A visit to Jingdezhen with Bo Gyllensvärd
4-24 September 1992

An invitation and journey to study the recent findings from the excavations of the Imperial Ming Kilns
at Zhushan, and other aspects of the ceramic history of China in and around the city of Jingdezhen.
Text and photo © Jan-Erik Nilsson 1992

Sunday 20 September 1992
To Nanchang by Bus

The bus was ordered to pick us up at seven thirty AM outside of the Hotel and arrived in time. The road was much better than I remember from last time we went this way. Everywhere new houses were being built. Along long stretches there seemed to have been planted trees along the roadsides. It felt like you were driving through a never ending alley. The villages we drove through were barely recognizable from last time.
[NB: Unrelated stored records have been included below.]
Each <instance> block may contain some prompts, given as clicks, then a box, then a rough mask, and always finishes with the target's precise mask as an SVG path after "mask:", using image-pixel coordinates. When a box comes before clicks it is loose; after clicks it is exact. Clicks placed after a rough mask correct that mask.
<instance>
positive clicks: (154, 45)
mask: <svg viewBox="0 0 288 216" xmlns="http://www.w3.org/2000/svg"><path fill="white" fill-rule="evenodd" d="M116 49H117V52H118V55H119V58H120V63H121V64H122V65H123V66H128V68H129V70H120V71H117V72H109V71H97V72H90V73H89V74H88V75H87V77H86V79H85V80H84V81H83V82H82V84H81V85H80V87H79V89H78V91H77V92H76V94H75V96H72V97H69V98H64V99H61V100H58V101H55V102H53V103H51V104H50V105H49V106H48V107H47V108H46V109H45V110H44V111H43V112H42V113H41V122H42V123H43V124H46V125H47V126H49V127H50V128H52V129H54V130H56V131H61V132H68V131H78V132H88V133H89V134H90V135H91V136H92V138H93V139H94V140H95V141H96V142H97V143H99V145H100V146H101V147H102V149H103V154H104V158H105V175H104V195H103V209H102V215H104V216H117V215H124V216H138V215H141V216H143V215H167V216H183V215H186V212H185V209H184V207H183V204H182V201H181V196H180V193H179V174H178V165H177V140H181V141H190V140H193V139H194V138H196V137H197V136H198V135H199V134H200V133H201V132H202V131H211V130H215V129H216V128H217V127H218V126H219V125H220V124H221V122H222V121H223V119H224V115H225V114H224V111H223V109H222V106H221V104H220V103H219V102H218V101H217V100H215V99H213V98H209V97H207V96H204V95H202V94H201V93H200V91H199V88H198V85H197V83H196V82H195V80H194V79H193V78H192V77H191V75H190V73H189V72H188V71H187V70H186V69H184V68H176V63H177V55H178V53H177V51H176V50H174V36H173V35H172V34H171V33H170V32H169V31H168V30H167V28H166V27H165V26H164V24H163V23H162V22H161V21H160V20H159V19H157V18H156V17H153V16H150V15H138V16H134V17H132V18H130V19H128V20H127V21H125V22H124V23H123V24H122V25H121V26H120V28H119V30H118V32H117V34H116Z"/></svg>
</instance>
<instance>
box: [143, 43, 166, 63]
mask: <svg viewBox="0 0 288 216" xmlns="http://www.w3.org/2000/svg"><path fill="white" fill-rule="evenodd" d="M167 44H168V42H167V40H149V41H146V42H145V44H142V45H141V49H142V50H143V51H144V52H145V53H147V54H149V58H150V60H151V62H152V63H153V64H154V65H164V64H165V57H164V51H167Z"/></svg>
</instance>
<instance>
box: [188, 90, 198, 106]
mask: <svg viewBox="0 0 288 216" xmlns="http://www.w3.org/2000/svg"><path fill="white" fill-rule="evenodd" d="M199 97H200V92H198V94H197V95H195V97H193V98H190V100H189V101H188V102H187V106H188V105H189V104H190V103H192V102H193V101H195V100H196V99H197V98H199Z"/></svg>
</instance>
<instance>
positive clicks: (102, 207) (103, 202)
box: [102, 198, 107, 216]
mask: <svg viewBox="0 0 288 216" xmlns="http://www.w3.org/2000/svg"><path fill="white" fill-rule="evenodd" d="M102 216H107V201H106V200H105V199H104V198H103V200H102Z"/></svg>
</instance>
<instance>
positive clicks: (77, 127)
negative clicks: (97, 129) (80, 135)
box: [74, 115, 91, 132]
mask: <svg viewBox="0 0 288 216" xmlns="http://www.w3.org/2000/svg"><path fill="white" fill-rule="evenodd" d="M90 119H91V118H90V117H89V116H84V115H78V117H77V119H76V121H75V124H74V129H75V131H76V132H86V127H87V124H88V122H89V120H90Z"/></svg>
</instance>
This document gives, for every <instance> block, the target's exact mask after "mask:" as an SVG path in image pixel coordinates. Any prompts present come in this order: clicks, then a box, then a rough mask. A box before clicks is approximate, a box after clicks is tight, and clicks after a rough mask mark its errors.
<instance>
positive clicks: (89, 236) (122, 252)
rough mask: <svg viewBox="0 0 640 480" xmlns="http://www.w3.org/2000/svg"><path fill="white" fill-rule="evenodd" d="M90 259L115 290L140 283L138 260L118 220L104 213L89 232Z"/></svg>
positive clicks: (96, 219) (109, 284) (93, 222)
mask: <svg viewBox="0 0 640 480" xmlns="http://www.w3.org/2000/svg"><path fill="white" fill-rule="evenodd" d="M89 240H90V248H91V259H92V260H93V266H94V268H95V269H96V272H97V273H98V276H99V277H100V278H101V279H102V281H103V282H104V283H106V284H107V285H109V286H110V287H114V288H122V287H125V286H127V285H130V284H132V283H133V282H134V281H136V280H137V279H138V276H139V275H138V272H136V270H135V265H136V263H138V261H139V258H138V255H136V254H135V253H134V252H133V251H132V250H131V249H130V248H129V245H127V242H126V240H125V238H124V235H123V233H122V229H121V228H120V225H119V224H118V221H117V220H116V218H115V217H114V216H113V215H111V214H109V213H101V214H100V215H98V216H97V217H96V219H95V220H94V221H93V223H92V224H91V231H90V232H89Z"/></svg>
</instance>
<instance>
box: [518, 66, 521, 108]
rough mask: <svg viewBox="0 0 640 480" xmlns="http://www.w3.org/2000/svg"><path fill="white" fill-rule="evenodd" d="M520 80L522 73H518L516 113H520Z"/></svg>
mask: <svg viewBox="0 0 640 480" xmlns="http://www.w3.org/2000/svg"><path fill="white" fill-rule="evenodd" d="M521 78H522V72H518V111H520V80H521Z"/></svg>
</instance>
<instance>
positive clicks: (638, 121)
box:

Well in Nanchang the driver asked for 400 Yuan extra to take us to the Nanchang Museum. Since we were quite tired and honestly a bit fed up on porcelain which would raise much more question then answers, we abstained and lazed around through the afternoon and evening in the new terminal building at Nanchang airport. It appeared as if time expected to be needed to bring us here had been estimated on the high side. Maybe we can reduce the margins slightly another time.

An important politicians surrounded by family, friends and a following courtship of perhaps thirty people was quickly waved through airport formalities and into the VIP room. An orthodox communist with party membership card and horn-rimmed glasses noticed this injustice and angrily went to full frontal attack with the airport staff, waving Mao's little red book in his right hand, arguing with security guards and seated spectators who treated him politely but disinterested.

No doubt China is changing, or perhaps becoming again what it has always been.